There were no casualties in the course of the fall of the meteorite.

In the video below you can hear the sonic boom at 0:46. Objects that move faster than the speed of sound, produce these loud shock waves are powerful enough to break the glass.

One of the Twitter users said that the meteorite was discovered meteorological satellite GOES-East.

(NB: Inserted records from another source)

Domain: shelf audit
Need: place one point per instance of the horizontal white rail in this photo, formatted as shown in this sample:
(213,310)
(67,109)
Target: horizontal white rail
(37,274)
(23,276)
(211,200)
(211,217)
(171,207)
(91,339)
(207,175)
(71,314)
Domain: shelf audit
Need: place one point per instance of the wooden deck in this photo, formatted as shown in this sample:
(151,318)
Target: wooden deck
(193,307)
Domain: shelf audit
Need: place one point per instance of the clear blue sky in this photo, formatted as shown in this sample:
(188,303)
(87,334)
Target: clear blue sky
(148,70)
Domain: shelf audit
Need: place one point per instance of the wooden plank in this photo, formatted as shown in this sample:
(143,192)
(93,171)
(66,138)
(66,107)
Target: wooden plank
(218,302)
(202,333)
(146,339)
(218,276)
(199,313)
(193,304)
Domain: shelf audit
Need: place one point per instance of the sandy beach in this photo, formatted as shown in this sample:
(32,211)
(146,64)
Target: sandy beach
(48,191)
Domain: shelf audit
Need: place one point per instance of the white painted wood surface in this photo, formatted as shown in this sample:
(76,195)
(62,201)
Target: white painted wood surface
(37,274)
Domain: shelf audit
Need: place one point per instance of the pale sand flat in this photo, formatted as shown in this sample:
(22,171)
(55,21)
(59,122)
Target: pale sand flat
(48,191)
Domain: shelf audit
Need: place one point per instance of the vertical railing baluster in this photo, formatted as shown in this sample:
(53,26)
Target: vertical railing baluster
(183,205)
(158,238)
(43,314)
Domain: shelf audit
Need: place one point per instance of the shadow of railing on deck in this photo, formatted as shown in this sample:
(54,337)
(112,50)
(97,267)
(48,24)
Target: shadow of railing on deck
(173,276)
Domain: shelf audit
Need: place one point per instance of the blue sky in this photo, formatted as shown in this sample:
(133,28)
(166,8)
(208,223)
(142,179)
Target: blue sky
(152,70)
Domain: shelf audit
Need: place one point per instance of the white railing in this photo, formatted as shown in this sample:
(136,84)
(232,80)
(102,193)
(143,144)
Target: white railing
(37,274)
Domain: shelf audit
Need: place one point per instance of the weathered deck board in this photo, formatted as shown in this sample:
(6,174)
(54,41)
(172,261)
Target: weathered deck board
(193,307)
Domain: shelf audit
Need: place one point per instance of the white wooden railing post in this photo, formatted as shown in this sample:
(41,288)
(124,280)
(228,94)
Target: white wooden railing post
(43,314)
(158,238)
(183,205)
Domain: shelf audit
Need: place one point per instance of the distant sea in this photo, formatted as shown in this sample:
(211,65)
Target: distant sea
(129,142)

#CUBA: This is a close up of a #rock people in the # Viñales area believe is part of the #meteorite that fell in the area. You can see this one is almost the size of a #mobile phone. @ WPLGLocal10

- Hatzel Vela (@HatzelVelaWPLG) February 1, 2019

Reporteros de @TelePinar en el #MuraldelaPrehistoria # Viñales #PinarDelRio constatan caída de piedras negras de alrededor de 7Cm luego de un gran estruendo. @fatimaTelePinar investiga #Cuba - Rolando Segura (@rolandoteleSUR) February 1, 2019

The meteorites fall to Earth more often than you think. Meteorite the size of a speck of dust particles constantly fall into the Earth's atmosphere, but often go unnoticed. Meteoroids between millimeter and centimeter burn up in the atmosphere and seem to us shooting stars. Larger drop are less common: an average of one meter meteorite falls to the planet every year, and crumbling to reach the surface, but the 100-meter meteoroid enters the Earth about once every 10 000 years. 1 kilometer in diameter meteoroids hitting the Earth is catastrophic events that occur on average once in a million years.

But the fall of meteorites are medium in size can be dramatic - and in some cases dangerous. Chelyabinsk meteorite that hit the south of Russia in February 2013, knocked out windows and caused partial injury nearly 1,500 people.

And you keep at home a piece of the meteorite? Tell us in our chat in the telegram.